İnsanın var olabilmesi, gereksinimlerini gidermesi ve insan olma özelliğini kazanması; yine kendisi gibi birer canlı varlık (organizma) olan diğer insanlarla biraraya gelmesini, toplum oluşturmasını ve toplumsal yaşamın sürekliliğini zorunlu kılmıştır. Bu zorunluluk, insanlar arasında sürekli yinelenen belirli davranışları ve alışkanlıkları ortaya çıkarmıştır. Bu davranış ve alışkanlıklar; İnsanların yaşamlarını sürdürülebilmesi için en temel etkinlik olan üretimin gerçekleşmesi, toplumsal yaşamın düzenliliği ve sürekliliği için herkesin uyması gereken kurallar haline getirilmiştir. Zamanla “hukuk kuralları” olarak adlandırılan bu kuralların uygulanması sürecinde oluşan ilkeler, denetleme ve işleyiş mekanizmaları ise bir bütün olarak “hukuk düzeni”ni ortaya çıkarmıştır.

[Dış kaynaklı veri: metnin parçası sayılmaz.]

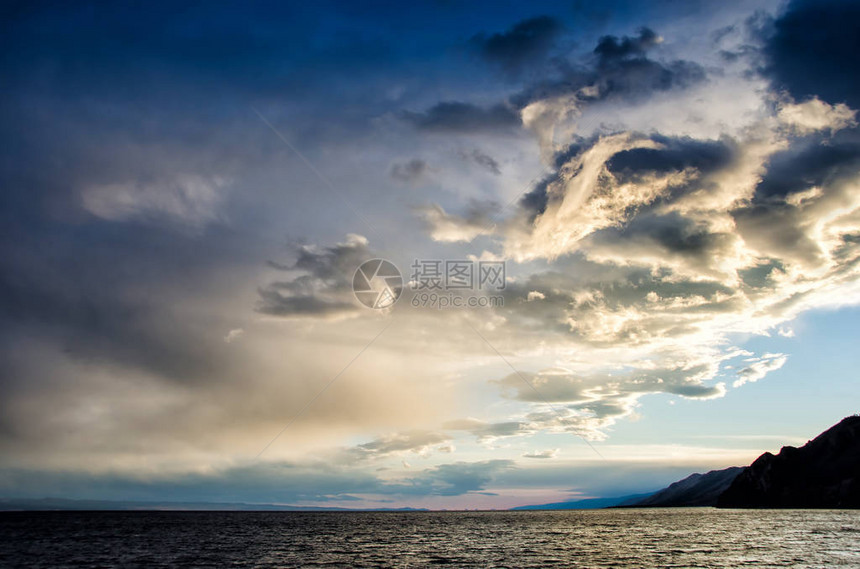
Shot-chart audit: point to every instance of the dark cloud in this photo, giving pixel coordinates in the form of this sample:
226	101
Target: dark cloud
813	49
525	43
620	68
611	48
320	282
674	155
803	166
483	160
410	171
459	117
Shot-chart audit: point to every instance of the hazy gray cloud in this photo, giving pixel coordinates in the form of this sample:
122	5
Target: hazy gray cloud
319	282
455	479
460	117
409	172
483	160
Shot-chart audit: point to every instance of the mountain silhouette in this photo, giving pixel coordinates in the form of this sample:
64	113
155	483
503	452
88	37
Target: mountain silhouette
823	473
694	490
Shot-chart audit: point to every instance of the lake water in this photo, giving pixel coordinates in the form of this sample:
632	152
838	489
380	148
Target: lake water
596	538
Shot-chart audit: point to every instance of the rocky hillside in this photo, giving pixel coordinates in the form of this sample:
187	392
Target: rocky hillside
823	473
694	490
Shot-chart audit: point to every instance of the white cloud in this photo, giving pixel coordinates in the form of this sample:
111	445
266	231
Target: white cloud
234	335
545	454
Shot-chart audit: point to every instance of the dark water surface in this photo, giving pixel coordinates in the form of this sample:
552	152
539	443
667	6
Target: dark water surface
596	538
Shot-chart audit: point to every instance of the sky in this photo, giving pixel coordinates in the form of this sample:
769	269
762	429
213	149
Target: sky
188	189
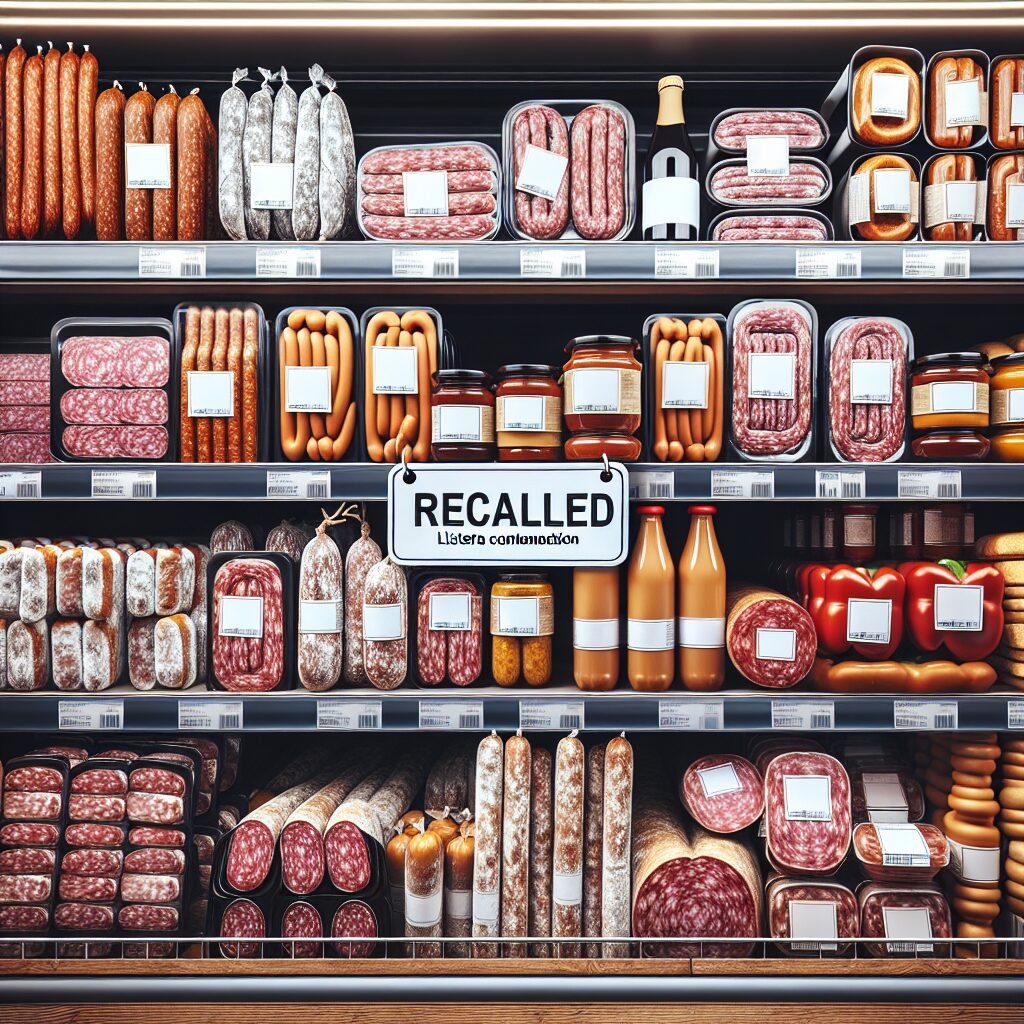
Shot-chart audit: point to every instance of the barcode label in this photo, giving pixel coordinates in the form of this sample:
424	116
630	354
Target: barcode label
701	716
451	714
157	261
701	264
553	263
124	483
551	715
647	485
930	483
842	264
288	262
923	262
348	715
298	483
90	714
22	484
803	715
424	262
742	483
925	714
840	483
210	715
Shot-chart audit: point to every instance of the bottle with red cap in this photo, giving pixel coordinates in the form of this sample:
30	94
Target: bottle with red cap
701	604
651	606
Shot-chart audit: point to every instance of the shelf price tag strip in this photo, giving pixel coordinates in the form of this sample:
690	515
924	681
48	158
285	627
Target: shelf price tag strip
90	714
211	715
351	716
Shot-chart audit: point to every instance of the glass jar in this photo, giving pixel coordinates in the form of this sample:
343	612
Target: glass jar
602	384
590	446
949	390
462	408
951	445
528	413
522	620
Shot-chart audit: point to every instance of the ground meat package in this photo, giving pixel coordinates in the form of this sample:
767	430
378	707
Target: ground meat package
114	394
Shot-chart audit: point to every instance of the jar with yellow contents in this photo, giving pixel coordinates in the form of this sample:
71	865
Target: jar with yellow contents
522	621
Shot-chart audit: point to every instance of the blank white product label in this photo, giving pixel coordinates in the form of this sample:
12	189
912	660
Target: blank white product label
771	375
147	165
701	632
775	645
425	194
671	201
595	391
958	607
964	103
684	385
871	382
518	616
868	621
892	190
211	392
903	846
890	95
270	186
307	389
241	616
650	634
450	611
768	155
542	172
595	634
383	622
322	616
395	370
807	798
721	778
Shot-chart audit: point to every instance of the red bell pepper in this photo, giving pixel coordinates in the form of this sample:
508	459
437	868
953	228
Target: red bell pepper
832	590
966	643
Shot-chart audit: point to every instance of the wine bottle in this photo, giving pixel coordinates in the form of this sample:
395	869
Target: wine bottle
671	198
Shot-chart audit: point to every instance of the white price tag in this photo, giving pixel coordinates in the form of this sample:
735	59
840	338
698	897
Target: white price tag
925	714
768	156
156	261
288	262
90	714
424	262
542	172
929	483
452	715
921	262
270	187
553	262
742	483
298	483
211	715
845	483
803	714
22	484
839	263
351	716
147	165
559	715
690	715
701	264
124	483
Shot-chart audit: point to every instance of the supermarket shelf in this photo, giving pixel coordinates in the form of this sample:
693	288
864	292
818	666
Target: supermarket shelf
500	261
368	481
554	709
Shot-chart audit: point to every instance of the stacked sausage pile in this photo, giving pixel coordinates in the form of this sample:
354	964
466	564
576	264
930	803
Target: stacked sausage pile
25	408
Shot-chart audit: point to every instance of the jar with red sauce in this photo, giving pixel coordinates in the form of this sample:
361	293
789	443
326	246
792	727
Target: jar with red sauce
462	413
528	413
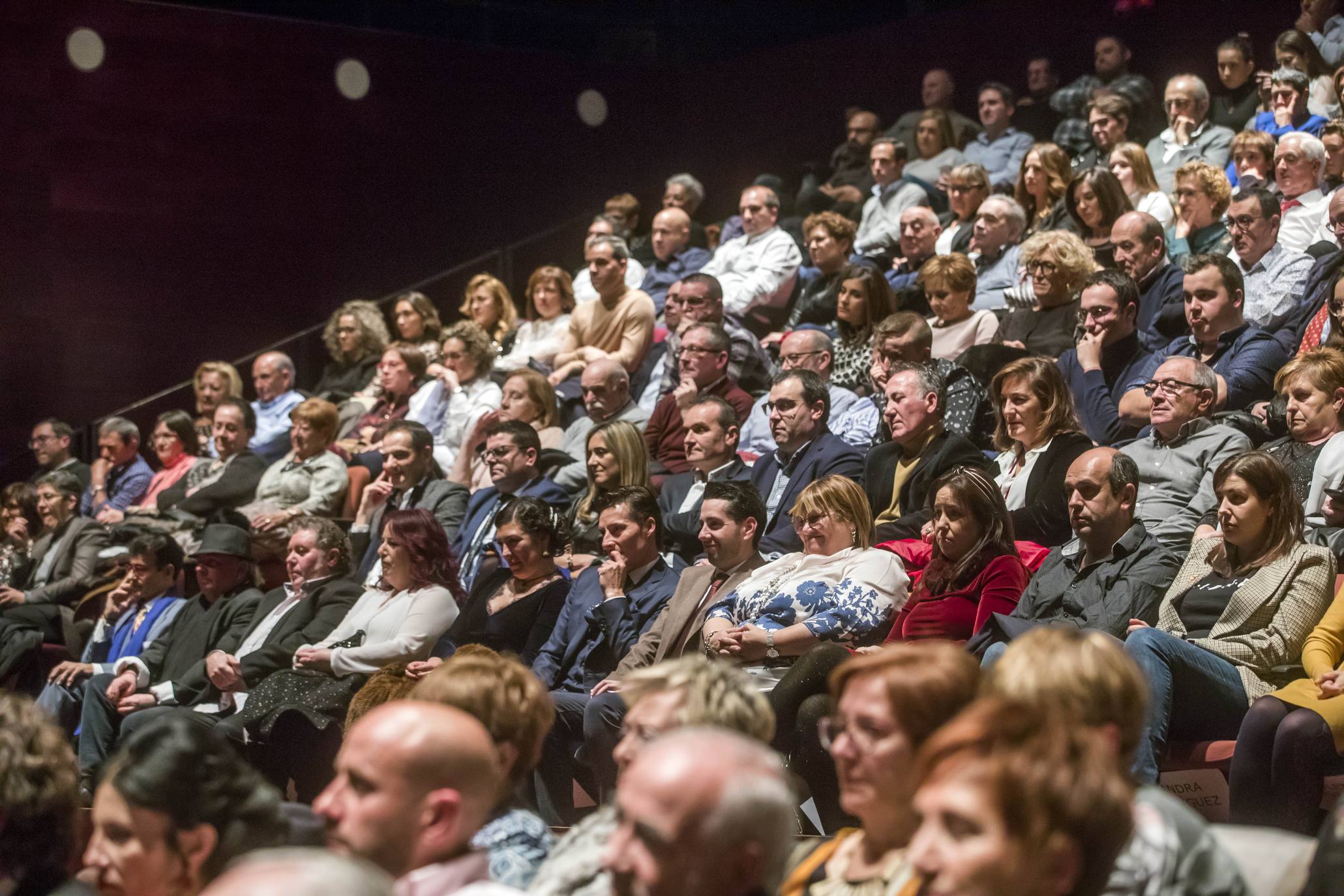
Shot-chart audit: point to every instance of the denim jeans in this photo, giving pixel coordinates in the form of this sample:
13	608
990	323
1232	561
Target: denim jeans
1195	695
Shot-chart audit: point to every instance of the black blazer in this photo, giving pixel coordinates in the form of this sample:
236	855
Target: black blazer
945	452
308	622
824	456
234	488
683	530
1045	519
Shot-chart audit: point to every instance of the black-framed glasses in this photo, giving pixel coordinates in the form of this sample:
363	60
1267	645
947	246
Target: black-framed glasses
1170	387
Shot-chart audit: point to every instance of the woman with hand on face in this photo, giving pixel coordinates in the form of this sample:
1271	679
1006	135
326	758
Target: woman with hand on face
173	808
949	284
1039	436
293	718
880	711
550	299
529	398
1241	606
1202	198
616	456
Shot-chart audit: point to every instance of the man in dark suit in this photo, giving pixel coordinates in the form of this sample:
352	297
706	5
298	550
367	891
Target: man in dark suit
410	480
711	446
166	669
606	612
899	473
59	573
511	452
799	408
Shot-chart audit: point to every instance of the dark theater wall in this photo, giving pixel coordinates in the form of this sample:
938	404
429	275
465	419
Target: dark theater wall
207	190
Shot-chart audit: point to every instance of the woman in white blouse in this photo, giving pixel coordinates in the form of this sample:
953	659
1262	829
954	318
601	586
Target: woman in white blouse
1129	163
468	391
550	299
293	718
949	284
1039	436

Hukukun, insanların toplu halde yaşamasının sonucu olduğu tartışılmaz bir gerçekliktir. Ama “Hukukun temelinde yer alan anlayış ne olmalıdır?” Bir başka ifade ile “Hukuk hangi felsefi temele dayanmalıdır?” Rönesans’tan itibaren bu soruya iki farklı yanıt verildiği söylenebilir: 1) Hukuk, “doğal haklar” anlayışına dayanmalıdır. Bu dönemdeki başlıca temsilcileri John LOCKE (1632-1704) ve David HUME (1711-1776)’dur. 2) Hukuk, “ödev” anlayışına dayanmalıdır. Başlıca temsilcisi Immanuel KANT (1724-1804)‘tır.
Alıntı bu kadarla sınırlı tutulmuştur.